Глава 8
Мистер Хлам опоздал на работу. Он жестоко страдал с похмелья.
– Опять письмо от красотки Танатогенос, – сказал мистер Хлам. – А я-то уж думал, что мы отделались от этой дамочки.
«Дорогой Гуру Брамин!
Три недели назад я писала Вам, что все уладилось, что я приняла решение и счастлива, но я все равно несчастна и в некотором смысле даже несчастнее, чем раньше. Иногда мой английский дружок бывает со мной очень нежен и пишет стихи, но часто он требует от меня неэтичных вещей, а когда я говорю, что нет, мы должны подождать, он ведет себя очень цинично. Я начинаю даже сомневаться, получится ли у нас когда-нибудь настоящая Американская Семья. Он говорит, что собирается стать пастором. Я уже писала Вам, что у меня прогрессивные взгляды и я не верю ни в какую религию, но мне кажется, что нельзя же к религии относиться цинично, потому что она приносит многим людям большое счастье, и ведь не все могут быть прогрессивными на этой ступени Эволюции. Он пока еще не стал пастором, он говорит, что должен сначала закончить одно дело, которое он обещал одному человеку, но не говорит, что за дело, и я даже иногда думаю, что это что-нибудь нехорошее, раз он так скрывает.
Теперь о моем продвижении по службе. Мне были предложены Великие Возможности улучшить мое положение, но об этом больше ничего не слышно. Глава нашего отдела – тот джентльмен, о котором я Вам уже писала, он еще помогает своей матери по хозяйству, и вот теперь, после того как я дала обет и обручилась со своим английским дружком и написала обо всем этому джентльмену, он со мной не разговаривает даже на служебные темы, как с другими девушками в отделе. А учреждение, где мы работаем, должно приносить людям Счастье – это одно из главных наших правил, и этот джентльмен для всех Пример, но он очень несчастлив, а ведь цель нашего учреждения совсем другая. Иногда даже кажется, как будто он недобрый, а раньше этого никогда не казалось, нисколько. А мой жених только и знает, что зло смеется над именем этого джентльмена. Еще меня тревожит, что мой жених так интересуется моей работой. Я не хочу сказать, что мужчина совсем не должен интересоваться работой своей девушки, но он уж слишком интересуется. Я просто хочу сказать, что в каждом деле есть такие технические подробности, про которые, наверно, людям не хотелось бы, чтобы говорили после работы, а он как раз про это все время и спрашивает…»

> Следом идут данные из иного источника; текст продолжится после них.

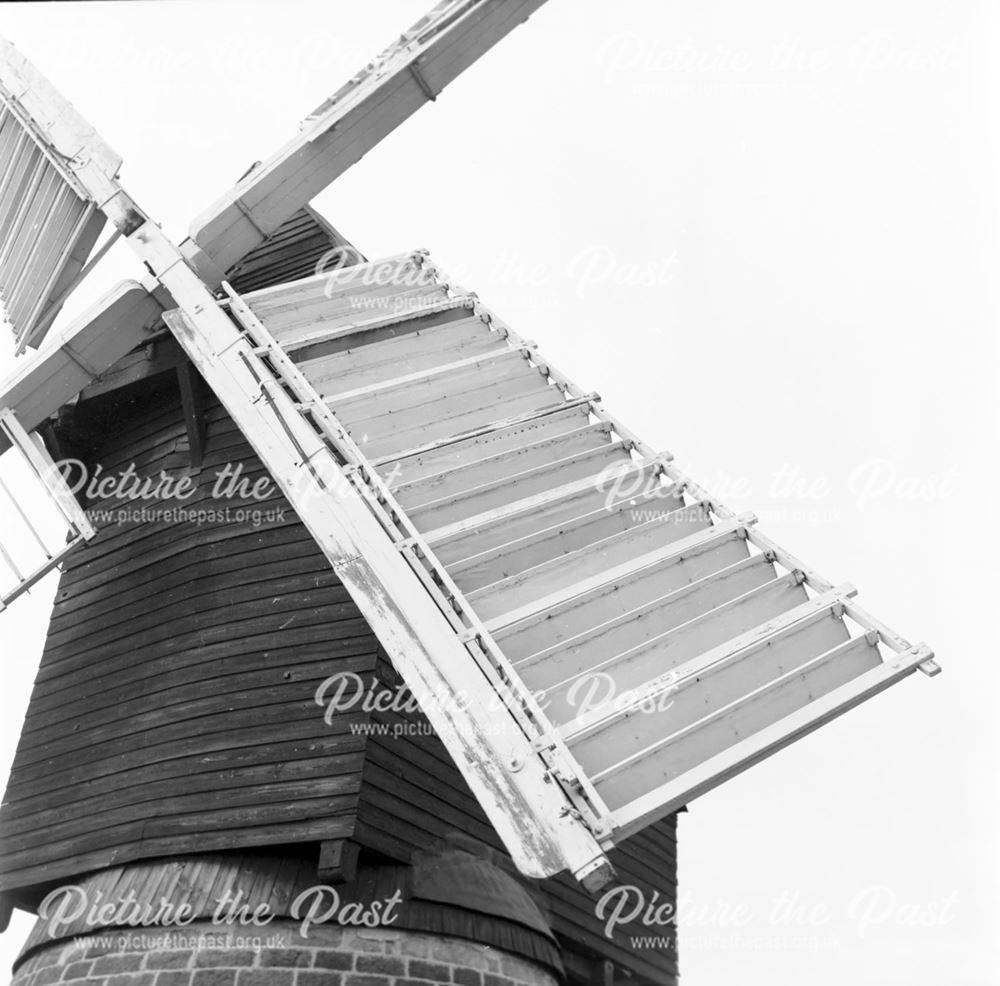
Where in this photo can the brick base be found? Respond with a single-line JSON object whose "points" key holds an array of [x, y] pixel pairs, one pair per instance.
{"points": [[276, 955]]}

– Женщины всегда так, – сказал мистер Хлам. – Для них просто нож острый упустить хоть одного мужчину.
На своем рабочем столе Эме часто находила послания от Денниса. Если накануне вечером они расставались недовольные друг другом, Деннис, прежде чем отправиться спать, переписывал какое-нибудь стихотворение, а по пути на работу завозил его в покойницкую. Эти послания, написанные его красивым почерком, должны были заменить ей исчезнувшие улыбки. Незабвенные, подобно самому мастеру, глядели теперь на нее с горестным укором.

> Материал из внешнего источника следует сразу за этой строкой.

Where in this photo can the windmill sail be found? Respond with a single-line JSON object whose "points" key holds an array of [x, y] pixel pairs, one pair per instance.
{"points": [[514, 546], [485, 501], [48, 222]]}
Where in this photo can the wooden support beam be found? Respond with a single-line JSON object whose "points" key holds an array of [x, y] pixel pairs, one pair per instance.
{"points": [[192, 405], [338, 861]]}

В то утро по пути на работу Эме вспомнила, как яростно препирались они с Деннисом накануне, но, придя, снова обнаружила на своем столе стихи. Она стала читать, и сердце ее вновь открылось навстречу возлюбленному.
Эме, красота твоя –
Никейский челн дней отдаленных…
Мистер Джойбой в костюме, без халата, прошел через косметическую к выходу. На лице его застыло скорбное выражение. Эме улыбнулась ему смущенно и виновато; неловко кивнув, он прошел мимо, и тогда, повинуясь внезапному порыву, она написала в верхней части страницы, над стихами: «Попытайтесь понять меня. Эме», потом проскользнула в бальзамировочную и почтительно положила листок со стихами на сердце трупа, вверенного заботам мистера Джойбоя.
Мистер Джойбой вернулся через час. Эме слышала, как он вошел к себе, слышала, как он включил краны. Встретились они только за обедом.

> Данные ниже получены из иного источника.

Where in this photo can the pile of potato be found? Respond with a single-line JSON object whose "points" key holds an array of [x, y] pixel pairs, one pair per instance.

– Эта штука со стихами, – сказал он, – симпатично придумано.
– Их написал мой жених
– Тот англичанин, с которым я видел вас во вторник?
– Да, он очень знаменитый поэт в Англии. – Ах, вот как? Не помню, чтобы мне доводилось когда-нибудь видеть английских поэтов. А чем он еще занимается?
– Учится на пастора.
– Вот как. Послушайте, Эме, если у вас есть еще какие-нибудь его стихи, я бы с удовольствием взглянул.
– О, мистер Джойбой, я и не знала, что вы человек поэтический.
– Когда у тебя горе и разочарование, становишься даже где-то поэтическим.
– У меня очень много его стихов. Я их тут и храню.
– Мне, правда, хотелось бы прочитать их внимательно. Как раз вчера я ужинал в «Клубе ножа и вилки», и там меня познакомили с одним литератором из Пасадены. Я бы хотел показать ему эти стихи. Может быть, он смог бы помочь вашему другу.
– О, мистер Джойбой, это так благородно с вашей стороны. – Она запнулась. Они впервые заговорили с самого дня ее обручения. Благородство этого человека потрясло ее. – Надеюсь, миссис Джойбой здорова? – спросила она несмело.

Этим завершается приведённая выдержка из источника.